The lack of straight-ticket voting is expected to hurt lesser-known races at the bottom of the ballot, such as county offices and state representatives, whose contenders hoped to benefit from the coat-tail effect of party victors in high-profile races like president and U.S. Senate.

Since the Democrats are currently expected to do better at the top of the ballot statewide, any such harm would presumably fall on them – even though their party is the one that did away with it after taking control of the Statehouse in 2006.

New Hampshire had been among a minority of states nationally that permitted voters to cast candidates for every candidate by placing an “X” next to a party’s insignia. Secretary of State Bill Gardner said as many as “25 percent to 35 percent” of voters in a presidential election have voted straight ticket in the past.

Democratic leaders always viewed the device as a tool to keep the Republican Party in the majority. If so, it didn’t work in 2006, when Democrats swept all the major offices – and then used that power to remove the straight-ticket option.

“There is some irony in the fact that Democrats are responsible for getting rid of this, and that could be to their detriment,” said Dale Kuehne, director of the New Hampshire Institute of Politics at Saint Anselm College.

“I’ve got to admit that I’m worried about the ramifications for this first election as people get used to it, but this was the right thing to do,” Norelli said.

Supporters of the change also contend that straight-ticket balloting causes confusion among voters as many would make the mark and then proceed to vote for candidates from both parties further down the ballot.
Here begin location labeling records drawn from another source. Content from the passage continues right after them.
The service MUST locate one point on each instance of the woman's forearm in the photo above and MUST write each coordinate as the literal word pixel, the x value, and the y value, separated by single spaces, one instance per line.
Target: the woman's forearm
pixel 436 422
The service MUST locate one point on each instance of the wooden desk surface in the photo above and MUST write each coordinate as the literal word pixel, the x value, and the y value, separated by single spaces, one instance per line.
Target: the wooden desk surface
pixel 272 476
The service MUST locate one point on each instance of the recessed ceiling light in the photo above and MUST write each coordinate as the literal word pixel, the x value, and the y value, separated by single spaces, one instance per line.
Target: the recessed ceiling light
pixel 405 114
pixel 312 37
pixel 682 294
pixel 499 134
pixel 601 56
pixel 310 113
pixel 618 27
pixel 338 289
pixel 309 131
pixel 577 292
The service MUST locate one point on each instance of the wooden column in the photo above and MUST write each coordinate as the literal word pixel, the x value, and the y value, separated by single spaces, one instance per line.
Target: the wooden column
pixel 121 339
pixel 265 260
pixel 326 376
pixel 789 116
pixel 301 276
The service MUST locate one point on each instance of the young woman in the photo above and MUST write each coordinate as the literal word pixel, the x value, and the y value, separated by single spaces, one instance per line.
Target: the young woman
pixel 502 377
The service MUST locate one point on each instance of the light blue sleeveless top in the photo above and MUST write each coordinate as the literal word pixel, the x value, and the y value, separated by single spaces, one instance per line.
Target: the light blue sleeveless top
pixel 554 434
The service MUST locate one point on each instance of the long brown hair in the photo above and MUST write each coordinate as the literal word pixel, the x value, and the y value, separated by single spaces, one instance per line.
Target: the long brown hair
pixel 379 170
“We see it done more every four years because so many people don’t vote in the state elections and some of them are less informed about all the races further down the ballot, so they just cast a straight ticket,” Gardner said.

2006 was a state election year, when straight-ticketing made a real difference.

U.S. Rep. Carol Shea-Porter parlayed widespread dissatisfaction with the Bush administration into a flood of straight-ticket votes to upset Republican Jeb Bradley.

Little-known Nelson Democrat John Shea stunned 20-year incumbent Executive Councilor Peter Spaulding, R-Hopkinton, with the same partisan lift.

Republican State Chairman Fergus Cullen said that unlike many other leading GOP figures, he did not oppose getting rid of straight-ticket voting.

“At the end of the day, I believe candidates right down to the local level need to make their case with the voters,” Cullen said.

To Cullen’s way of thinking, straight-ticket voting has the most impact when there’s a heavy swing of traditional support.

“I compare straight-ticket voting to how much bigger a tide is when you have a full moon. That’s what we saw in 2006,” Cullen said.

The competitive races for president, U.S. Senate and Congress could get many voters in the habit of picking hopefuls from both parties at the top of the ballot, Cullen said.

A sure result of this change is that there will be far fewer votes for candidates running for county and state representative than there are in the higher profile contests.

“We know there will be some who just vote for the president and maybe a few other contests and then leave,” Norelli said. “The question is: are those folks more likely to go with us or the Republicans had they bothered to take the time to fill out the ballot?”

Gardner pointed out the new design of the ballot this year visually will be easier for voters to pick all candidates of the same party.

“They will be lined up vertically so if you are inclined to vote straight ticket in the past, all you have to do is line up the circles next to those candidates, top to bottom,” Gardner added.